In summary, GCMs project mixed signals about changes in drought events’ frequency, intensity, and peak magnitudes during the coming decades in the SA subdomains. On the other hand, the projections are more homogeneous regarding the duration and severity of the episodes, with most models converging to increasing magnitudes of both parameters in all sectors evaluated. Concerning the different categories of droughts (mild, moderate, severe, and extreme), results show a larger occurrence of mild droughts.
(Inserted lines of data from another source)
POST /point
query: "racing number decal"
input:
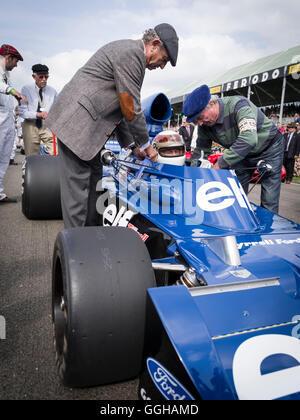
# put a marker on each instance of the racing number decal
(249, 382)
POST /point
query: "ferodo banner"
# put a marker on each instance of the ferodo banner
(254, 79)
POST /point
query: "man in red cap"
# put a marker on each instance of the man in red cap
(9, 58)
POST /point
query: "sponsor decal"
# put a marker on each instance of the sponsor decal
(113, 217)
(168, 386)
(294, 69)
(216, 89)
(2, 328)
(254, 79)
(247, 124)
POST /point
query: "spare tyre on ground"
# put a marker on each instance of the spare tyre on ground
(41, 188)
(100, 277)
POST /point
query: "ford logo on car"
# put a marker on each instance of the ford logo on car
(167, 385)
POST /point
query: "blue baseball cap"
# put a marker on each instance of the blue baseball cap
(196, 102)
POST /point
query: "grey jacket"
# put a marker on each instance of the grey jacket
(103, 96)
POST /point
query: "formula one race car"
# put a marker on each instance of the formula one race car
(186, 284)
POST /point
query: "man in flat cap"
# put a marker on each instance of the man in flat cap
(104, 97)
(9, 58)
(40, 99)
(247, 134)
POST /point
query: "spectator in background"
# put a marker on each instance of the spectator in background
(290, 151)
(186, 131)
(40, 99)
(9, 58)
(280, 128)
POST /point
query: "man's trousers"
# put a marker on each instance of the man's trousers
(7, 138)
(78, 181)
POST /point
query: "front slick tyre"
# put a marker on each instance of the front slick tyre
(99, 281)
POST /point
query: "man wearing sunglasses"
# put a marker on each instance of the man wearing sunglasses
(40, 98)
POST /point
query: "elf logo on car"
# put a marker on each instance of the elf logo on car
(113, 217)
(249, 380)
(167, 385)
(204, 197)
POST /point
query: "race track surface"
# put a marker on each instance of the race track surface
(27, 358)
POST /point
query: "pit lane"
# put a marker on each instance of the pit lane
(27, 359)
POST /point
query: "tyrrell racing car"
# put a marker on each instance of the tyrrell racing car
(186, 284)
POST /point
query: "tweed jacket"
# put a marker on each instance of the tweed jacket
(103, 96)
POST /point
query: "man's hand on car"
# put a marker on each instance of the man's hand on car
(138, 154)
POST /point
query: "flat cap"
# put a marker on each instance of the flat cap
(168, 36)
(6, 49)
(40, 69)
(196, 102)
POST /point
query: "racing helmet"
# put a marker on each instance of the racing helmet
(170, 148)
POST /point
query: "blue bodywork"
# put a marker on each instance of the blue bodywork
(238, 336)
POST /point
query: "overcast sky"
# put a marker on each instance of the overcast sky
(215, 35)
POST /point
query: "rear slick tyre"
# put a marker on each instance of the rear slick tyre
(100, 277)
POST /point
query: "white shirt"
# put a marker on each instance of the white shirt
(31, 93)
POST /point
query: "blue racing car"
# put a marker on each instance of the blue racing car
(185, 284)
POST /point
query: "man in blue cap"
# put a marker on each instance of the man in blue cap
(247, 134)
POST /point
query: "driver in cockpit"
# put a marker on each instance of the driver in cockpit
(170, 148)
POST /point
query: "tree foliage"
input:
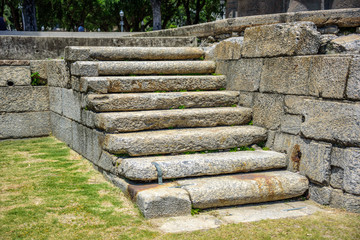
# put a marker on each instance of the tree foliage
(104, 14)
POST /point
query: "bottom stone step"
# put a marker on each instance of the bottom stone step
(178, 197)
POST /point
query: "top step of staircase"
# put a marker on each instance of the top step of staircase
(132, 53)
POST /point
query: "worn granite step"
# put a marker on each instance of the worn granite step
(151, 83)
(191, 165)
(152, 101)
(115, 68)
(133, 53)
(178, 197)
(182, 140)
(117, 122)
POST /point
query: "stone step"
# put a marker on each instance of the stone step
(182, 140)
(132, 53)
(178, 197)
(152, 101)
(192, 165)
(117, 122)
(151, 83)
(106, 68)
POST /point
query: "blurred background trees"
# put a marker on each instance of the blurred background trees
(67, 15)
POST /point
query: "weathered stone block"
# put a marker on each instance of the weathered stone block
(299, 38)
(291, 124)
(352, 171)
(332, 121)
(229, 48)
(336, 178)
(268, 110)
(353, 85)
(21, 125)
(24, 99)
(58, 74)
(244, 74)
(14, 76)
(320, 194)
(315, 162)
(289, 75)
(328, 76)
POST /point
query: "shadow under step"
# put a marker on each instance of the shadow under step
(151, 83)
(152, 101)
(182, 140)
(133, 53)
(117, 122)
(191, 165)
(103, 68)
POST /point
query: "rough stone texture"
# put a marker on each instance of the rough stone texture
(328, 76)
(353, 84)
(315, 162)
(14, 76)
(58, 74)
(349, 202)
(289, 39)
(336, 178)
(352, 171)
(344, 44)
(320, 194)
(177, 118)
(268, 110)
(229, 49)
(151, 83)
(332, 121)
(55, 99)
(61, 128)
(24, 99)
(289, 75)
(133, 53)
(291, 124)
(149, 101)
(183, 140)
(22, 125)
(200, 164)
(163, 201)
(244, 188)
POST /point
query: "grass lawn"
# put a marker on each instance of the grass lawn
(50, 192)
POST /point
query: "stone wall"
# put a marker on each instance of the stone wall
(309, 102)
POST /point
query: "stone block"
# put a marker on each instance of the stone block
(352, 171)
(24, 99)
(353, 84)
(268, 110)
(71, 104)
(244, 74)
(285, 39)
(332, 121)
(14, 76)
(291, 124)
(328, 76)
(320, 194)
(289, 75)
(61, 128)
(229, 48)
(315, 162)
(23, 125)
(58, 74)
(163, 202)
(347, 201)
(337, 177)
(55, 98)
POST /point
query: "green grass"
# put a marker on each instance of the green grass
(50, 192)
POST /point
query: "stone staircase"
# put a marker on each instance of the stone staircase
(173, 134)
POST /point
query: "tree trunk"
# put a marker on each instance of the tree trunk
(156, 7)
(29, 13)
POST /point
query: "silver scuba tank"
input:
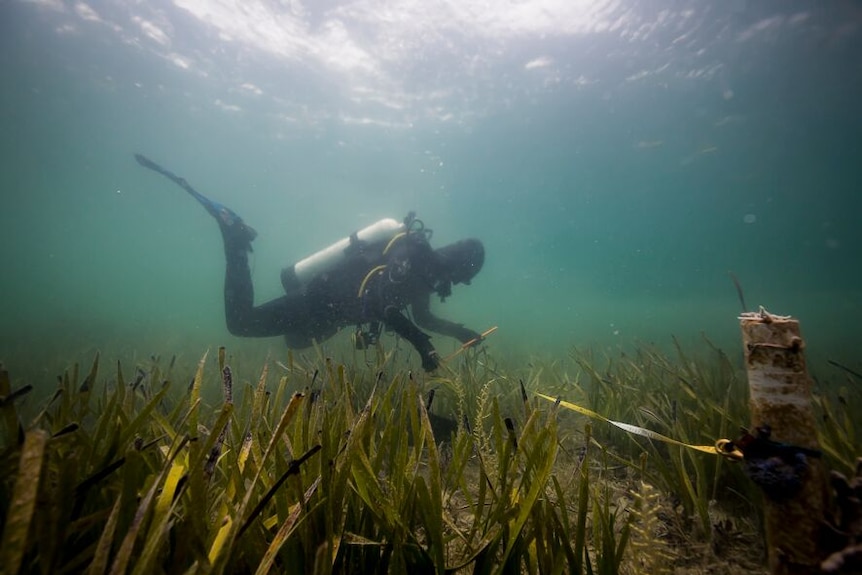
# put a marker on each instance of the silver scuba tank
(294, 276)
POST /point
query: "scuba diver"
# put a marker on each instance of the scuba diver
(368, 280)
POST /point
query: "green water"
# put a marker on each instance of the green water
(617, 159)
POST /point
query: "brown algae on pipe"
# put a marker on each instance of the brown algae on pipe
(793, 478)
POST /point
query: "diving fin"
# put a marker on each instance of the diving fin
(230, 223)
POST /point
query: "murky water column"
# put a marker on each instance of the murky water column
(794, 481)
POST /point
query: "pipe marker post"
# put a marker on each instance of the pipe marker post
(780, 395)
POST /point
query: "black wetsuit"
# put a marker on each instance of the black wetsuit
(332, 301)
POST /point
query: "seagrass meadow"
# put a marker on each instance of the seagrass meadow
(311, 464)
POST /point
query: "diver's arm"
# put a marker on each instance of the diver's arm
(420, 340)
(421, 307)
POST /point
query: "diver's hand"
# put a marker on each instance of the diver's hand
(430, 360)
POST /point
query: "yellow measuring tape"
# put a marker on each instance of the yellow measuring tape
(722, 447)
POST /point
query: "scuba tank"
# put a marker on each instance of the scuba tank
(295, 276)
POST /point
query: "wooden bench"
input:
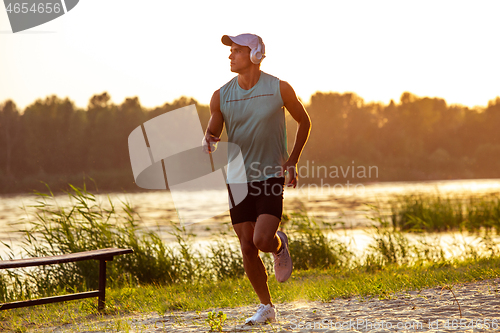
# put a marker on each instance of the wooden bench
(101, 255)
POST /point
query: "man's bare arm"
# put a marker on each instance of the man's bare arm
(299, 113)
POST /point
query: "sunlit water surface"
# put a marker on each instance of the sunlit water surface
(348, 206)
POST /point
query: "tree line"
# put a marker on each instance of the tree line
(416, 138)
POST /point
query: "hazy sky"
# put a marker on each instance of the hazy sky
(161, 50)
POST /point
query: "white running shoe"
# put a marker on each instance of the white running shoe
(283, 265)
(264, 314)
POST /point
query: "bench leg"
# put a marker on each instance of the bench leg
(102, 285)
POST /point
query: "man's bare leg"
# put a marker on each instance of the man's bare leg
(255, 236)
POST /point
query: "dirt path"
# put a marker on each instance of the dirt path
(430, 310)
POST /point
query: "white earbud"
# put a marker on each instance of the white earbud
(257, 54)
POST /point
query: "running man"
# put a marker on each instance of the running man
(251, 107)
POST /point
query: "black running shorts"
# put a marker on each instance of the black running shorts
(264, 197)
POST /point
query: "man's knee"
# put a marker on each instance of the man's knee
(264, 242)
(248, 249)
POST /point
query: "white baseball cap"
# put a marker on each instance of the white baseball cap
(250, 40)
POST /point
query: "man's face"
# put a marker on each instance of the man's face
(240, 58)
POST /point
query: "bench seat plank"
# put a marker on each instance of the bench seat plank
(88, 255)
(48, 300)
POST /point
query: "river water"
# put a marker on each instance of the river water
(346, 204)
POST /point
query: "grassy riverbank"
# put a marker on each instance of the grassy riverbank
(309, 285)
(163, 278)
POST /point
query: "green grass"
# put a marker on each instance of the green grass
(436, 213)
(309, 285)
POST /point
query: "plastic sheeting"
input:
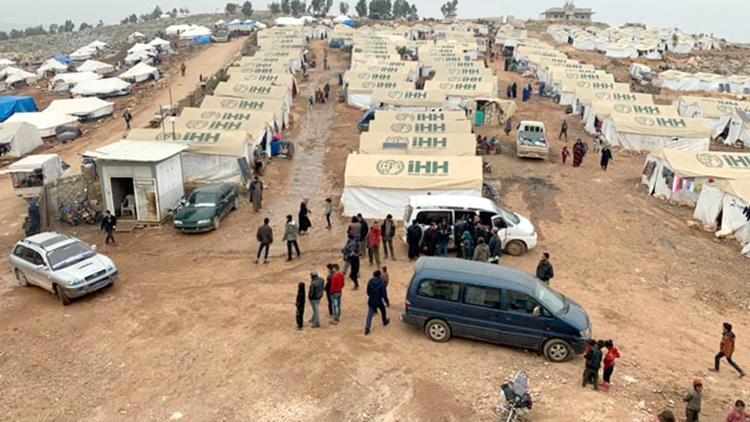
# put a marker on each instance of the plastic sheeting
(10, 105)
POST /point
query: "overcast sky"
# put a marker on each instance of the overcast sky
(726, 18)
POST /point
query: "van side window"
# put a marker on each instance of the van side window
(437, 289)
(482, 296)
(521, 302)
(427, 217)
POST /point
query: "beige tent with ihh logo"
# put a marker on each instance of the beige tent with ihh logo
(377, 185)
(450, 144)
(420, 127)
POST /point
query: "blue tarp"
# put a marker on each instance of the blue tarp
(203, 39)
(10, 105)
(63, 59)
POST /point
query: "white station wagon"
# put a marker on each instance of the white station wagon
(61, 264)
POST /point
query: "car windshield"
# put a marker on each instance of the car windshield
(508, 216)
(69, 255)
(551, 300)
(203, 199)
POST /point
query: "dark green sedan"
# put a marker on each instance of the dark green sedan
(205, 208)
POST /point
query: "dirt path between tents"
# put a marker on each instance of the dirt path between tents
(195, 330)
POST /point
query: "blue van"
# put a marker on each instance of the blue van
(456, 297)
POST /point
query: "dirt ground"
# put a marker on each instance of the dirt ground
(195, 331)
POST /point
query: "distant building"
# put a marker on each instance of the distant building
(568, 13)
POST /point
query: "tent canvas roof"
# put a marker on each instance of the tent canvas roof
(229, 143)
(137, 151)
(417, 98)
(723, 165)
(385, 143)
(413, 172)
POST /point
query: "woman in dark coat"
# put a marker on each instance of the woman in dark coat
(606, 158)
(304, 220)
(578, 152)
(300, 303)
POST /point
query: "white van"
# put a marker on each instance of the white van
(531, 141)
(516, 232)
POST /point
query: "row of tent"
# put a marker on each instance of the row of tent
(419, 141)
(623, 118)
(241, 118)
(715, 184)
(631, 41)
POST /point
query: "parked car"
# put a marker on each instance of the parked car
(455, 297)
(516, 232)
(206, 206)
(531, 141)
(61, 264)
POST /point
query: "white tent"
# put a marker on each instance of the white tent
(195, 31)
(20, 76)
(107, 87)
(6, 62)
(140, 72)
(53, 66)
(44, 121)
(66, 81)
(87, 108)
(96, 66)
(21, 138)
(376, 185)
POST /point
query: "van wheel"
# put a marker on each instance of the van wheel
(515, 248)
(21, 278)
(557, 350)
(60, 292)
(437, 330)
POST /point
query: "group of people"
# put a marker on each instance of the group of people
(332, 288)
(580, 149)
(594, 358)
(321, 95)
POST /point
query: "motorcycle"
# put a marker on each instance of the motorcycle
(516, 399)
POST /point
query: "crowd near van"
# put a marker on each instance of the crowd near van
(531, 140)
(516, 232)
(451, 297)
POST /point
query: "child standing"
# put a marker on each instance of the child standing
(565, 154)
(300, 303)
(329, 211)
(609, 363)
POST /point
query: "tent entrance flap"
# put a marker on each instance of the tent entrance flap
(123, 191)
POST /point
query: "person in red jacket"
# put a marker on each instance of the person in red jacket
(726, 349)
(609, 363)
(337, 286)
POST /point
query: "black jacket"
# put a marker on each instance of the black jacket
(544, 271)
(109, 223)
(316, 289)
(414, 234)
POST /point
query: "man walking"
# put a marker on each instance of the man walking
(564, 131)
(693, 401)
(351, 255)
(413, 238)
(291, 233)
(256, 193)
(544, 270)
(376, 297)
(109, 224)
(443, 237)
(388, 232)
(726, 349)
(496, 247)
(265, 238)
(315, 295)
(127, 117)
(337, 288)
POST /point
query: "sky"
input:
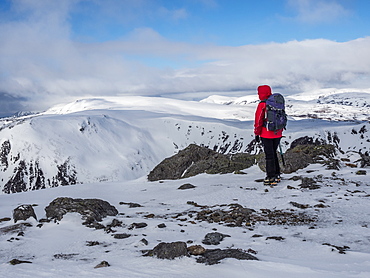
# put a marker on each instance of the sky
(56, 51)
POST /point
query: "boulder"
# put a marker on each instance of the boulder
(169, 251)
(92, 210)
(23, 212)
(214, 238)
(214, 256)
(303, 152)
(195, 160)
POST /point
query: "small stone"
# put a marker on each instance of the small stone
(137, 226)
(169, 251)
(214, 238)
(186, 186)
(102, 264)
(196, 250)
(16, 261)
(121, 236)
(361, 172)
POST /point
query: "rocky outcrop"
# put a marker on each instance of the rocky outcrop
(23, 212)
(303, 152)
(169, 251)
(92, 210)
(195, 160)
(28, 175)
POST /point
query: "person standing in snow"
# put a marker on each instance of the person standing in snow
(270, 139)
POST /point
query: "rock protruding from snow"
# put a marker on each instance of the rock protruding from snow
(23, 212)
(169, 251)
(195, 160)
(92, 210)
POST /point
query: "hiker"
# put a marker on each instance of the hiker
(270, 138)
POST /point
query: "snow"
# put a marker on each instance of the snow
(116, 141)
(301, 254)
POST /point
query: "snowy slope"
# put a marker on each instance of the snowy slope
(123, 138)
(110, 144)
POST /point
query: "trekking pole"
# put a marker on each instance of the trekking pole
(282, 156)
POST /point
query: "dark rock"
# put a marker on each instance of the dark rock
(196, 250)
(121, 236)
(186, 186)
(211, 257)
(213, 238)
(17, 228)
(137, 226)
(28, 175)
(365, 160)
(92, 210)
(303, 152)
(65, 256)
(115, 223)
(131, 205)
(195, 160)
(169, 251)
(16, 261)
(279, 238)
(23, 212)
(305, 141)
(92, 243)
(341, 249)
(144, 241)
(102, 264)
(5, 219)
(309, 183)
(361, 172)
(298, 205)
However, regions like the northern and central Northeast, Midwest, and Southeast Brazil show a substantial proportion (above 20%) of moderate drought events, as well as a relevant occurrence (above 10%) of severe drought events in the Amazonia region, central Northeast, Midwest, and Southeast Brazil. In this context, we highlight that although the BCSD ensemble provides predominantly mild drought episodes, individual analyses of the CMIP6-GCMs indicate expressive frequencies of moderate and severe events in all the evaluated subdomains.